Джин знала, это не вернёт ей детство и мать с отцом. Но за подобное блаженство она готова была заплатить любую цену — видеть смерть этой сволочи.

А потом алкоголь уходил. Разум притуплял эмоции. Но они никогда не остынут: что у пьяного на языке, то у трезвого на уме. Их было огромное множество, все были тяжелыми, и все были рождены от самой главной: имела она когда-либо то, что зовётся счастьем, или нет, Джин Эрсо оставалась безбожно одинокой.

Глава опубликована: 21.12.2024

Кривая дорожка

В городке начался сезон дождей.

Джин лелеяла мысль о том, что внимательный бармен из тихого бара переживает за неё.

Хоть кто-нибудь ведь может это делать?

Она брела по грязным, полуразрушенным улицам. Дождь силился смыть с рук и одежды кровь, но Джин будто нарочно её прятала.

Строгий, но аккуратный дом на окраине, где начинались леса, поблескивал дюрасталью. Дождь бежал по стенам и ступеням, от чего всё переливалось.

Джин устала. Она не могла победить Орсона Кренника. Память о нём, о том, что он сделал с её семьёй. Джин могла лишь уподобиться ему, упав в безрассудную и холодную ярость.

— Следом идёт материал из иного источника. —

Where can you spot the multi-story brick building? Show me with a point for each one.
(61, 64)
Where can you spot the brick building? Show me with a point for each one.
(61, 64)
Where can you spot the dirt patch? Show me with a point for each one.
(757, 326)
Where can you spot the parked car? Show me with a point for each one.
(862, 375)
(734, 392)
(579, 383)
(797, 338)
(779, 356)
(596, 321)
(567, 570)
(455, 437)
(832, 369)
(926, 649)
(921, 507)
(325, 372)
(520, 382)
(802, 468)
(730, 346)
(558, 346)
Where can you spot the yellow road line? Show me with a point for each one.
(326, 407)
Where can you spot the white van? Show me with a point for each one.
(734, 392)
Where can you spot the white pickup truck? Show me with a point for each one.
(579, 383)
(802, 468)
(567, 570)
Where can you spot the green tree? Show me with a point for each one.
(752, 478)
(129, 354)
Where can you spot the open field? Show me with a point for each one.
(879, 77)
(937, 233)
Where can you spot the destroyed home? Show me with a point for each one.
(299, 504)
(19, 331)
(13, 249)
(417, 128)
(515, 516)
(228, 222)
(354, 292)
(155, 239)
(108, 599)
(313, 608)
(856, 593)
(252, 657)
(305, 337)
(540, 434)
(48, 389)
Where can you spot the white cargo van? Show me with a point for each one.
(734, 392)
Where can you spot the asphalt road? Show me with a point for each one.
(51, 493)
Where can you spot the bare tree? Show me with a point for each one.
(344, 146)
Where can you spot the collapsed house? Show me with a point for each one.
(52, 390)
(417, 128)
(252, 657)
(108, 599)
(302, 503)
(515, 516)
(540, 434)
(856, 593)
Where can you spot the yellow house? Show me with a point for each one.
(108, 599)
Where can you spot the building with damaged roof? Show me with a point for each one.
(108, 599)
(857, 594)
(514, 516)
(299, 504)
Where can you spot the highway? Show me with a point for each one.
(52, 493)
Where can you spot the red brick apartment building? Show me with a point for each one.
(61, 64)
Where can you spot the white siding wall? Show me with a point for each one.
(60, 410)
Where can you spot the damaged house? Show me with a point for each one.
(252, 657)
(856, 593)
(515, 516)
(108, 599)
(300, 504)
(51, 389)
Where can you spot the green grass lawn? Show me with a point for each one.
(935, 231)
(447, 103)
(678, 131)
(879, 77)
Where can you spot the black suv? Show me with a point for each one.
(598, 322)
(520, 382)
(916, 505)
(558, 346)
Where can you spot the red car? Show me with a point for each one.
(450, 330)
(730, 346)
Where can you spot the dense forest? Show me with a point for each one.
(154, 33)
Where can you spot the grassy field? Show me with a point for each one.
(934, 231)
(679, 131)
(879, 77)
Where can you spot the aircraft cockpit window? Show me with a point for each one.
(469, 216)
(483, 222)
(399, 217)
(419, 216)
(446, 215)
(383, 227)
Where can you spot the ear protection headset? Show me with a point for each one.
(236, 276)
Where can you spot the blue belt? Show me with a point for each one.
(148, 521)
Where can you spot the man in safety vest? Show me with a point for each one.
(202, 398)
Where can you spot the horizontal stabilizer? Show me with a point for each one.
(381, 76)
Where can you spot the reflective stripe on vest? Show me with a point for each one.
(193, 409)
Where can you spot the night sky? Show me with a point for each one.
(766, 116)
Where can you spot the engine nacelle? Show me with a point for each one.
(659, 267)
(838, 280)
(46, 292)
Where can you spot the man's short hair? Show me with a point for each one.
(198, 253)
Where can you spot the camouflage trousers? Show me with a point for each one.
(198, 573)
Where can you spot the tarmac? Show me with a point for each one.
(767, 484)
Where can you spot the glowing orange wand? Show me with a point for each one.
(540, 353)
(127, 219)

Джин устала от лапаний назойливых мужиков, внушающих, что любят её. Она слишком хорошо знала людей. Джин была уверена: никакой любви нет. Её придумали те, кто достаточно эволюционировал, чтобы хотеть не просто удовлетворять инстинкты, а что-то уметь из этого строить, или хотеть научиться строить. Она видела таких людей в тихом баре, где назначали свидания. Они умели заполнять пустоту эмоциями даже сейчас, в мире, который разрушен, и строили свой уголок.

Джин не понимала, как у них это получается. Её окружали те, кто брал силой, и это было привычно, казалось нормальным. Её окружали те, у кого она могла взять то, что ей нужно, и это тоже выглядело правильным. Она не понимала, зачем следила за другими — людьми-магнитами, у которых было все на двоих: дом, дети, интересы, деньги, любовь, взаимопонимание, доверие. Должно быть, Джин просто любовалась. У неё ведь могла быть хотя бы иллюзия адекватной жизни? Пусть не своя.

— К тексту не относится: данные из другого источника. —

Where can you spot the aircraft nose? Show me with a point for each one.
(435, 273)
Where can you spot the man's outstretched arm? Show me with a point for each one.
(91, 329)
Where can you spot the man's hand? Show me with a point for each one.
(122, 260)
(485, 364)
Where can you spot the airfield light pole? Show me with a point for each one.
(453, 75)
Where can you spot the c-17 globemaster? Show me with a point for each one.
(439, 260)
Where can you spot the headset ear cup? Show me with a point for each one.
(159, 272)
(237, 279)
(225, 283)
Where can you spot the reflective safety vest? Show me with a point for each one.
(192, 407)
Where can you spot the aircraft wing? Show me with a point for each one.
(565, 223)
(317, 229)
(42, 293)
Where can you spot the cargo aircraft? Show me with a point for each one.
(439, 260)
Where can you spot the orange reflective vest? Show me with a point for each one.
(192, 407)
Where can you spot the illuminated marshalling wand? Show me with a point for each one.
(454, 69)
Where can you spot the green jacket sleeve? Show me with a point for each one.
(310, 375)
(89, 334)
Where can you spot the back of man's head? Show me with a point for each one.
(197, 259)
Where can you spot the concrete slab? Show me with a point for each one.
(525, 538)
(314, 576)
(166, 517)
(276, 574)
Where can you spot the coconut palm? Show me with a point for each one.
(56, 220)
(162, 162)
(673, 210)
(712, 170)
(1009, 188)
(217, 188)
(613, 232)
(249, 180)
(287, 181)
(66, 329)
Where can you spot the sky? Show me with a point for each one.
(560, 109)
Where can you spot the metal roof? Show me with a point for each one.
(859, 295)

Джин так не привыкла, многого не понимала, во многом не видела смысла, но устала быть опорой самой себе.

Джин осеклась: она внезапно перестала обвинять Кренника.

Джин видела жертв войны. Они вставали на ноги с нуля, но не так, как она. Джин всё ещё барахталась на дне в пучине яда и лжи, всё чаще открещиваясь от того, что была дочерью Галена Эрсо.

Джин наблюдала и за Кренником в числе прочих. В голове не укладывалось: как он справляется, не прогибаясь под обстоятельства, связанные с победой Республики? Всё та же выправка, острый взгляд голубых глаз, бархатистый, но властный голос, прямо заявляющий, что Республике без Империи ничего путного не создать. Его многие пытались заткнуть, его многие пытались перетянуть на свою сторону. Он везде оставался собой. Они с Джин были этим схожи.

Сидя на холодном серебре ступеней, она не заметила, когда вернулся хозяин дома, а Орсон сперва не заметил её, сжавшуюся в комок.

Джин украдкой взглянула на него и тут же встала, намереваясь уйти. Бредовая мысль — припереться сюда, но ей некуда больше идти.

— Джин?

Он назвал её по имени. Удивило то, что он помнил. Гибель Галена Эрсо окончательно разорвала между ними нить. Джин убеждала себя в этом.

— Ранена?

Она зачем-то кивнула. Кровь была не её. Почти.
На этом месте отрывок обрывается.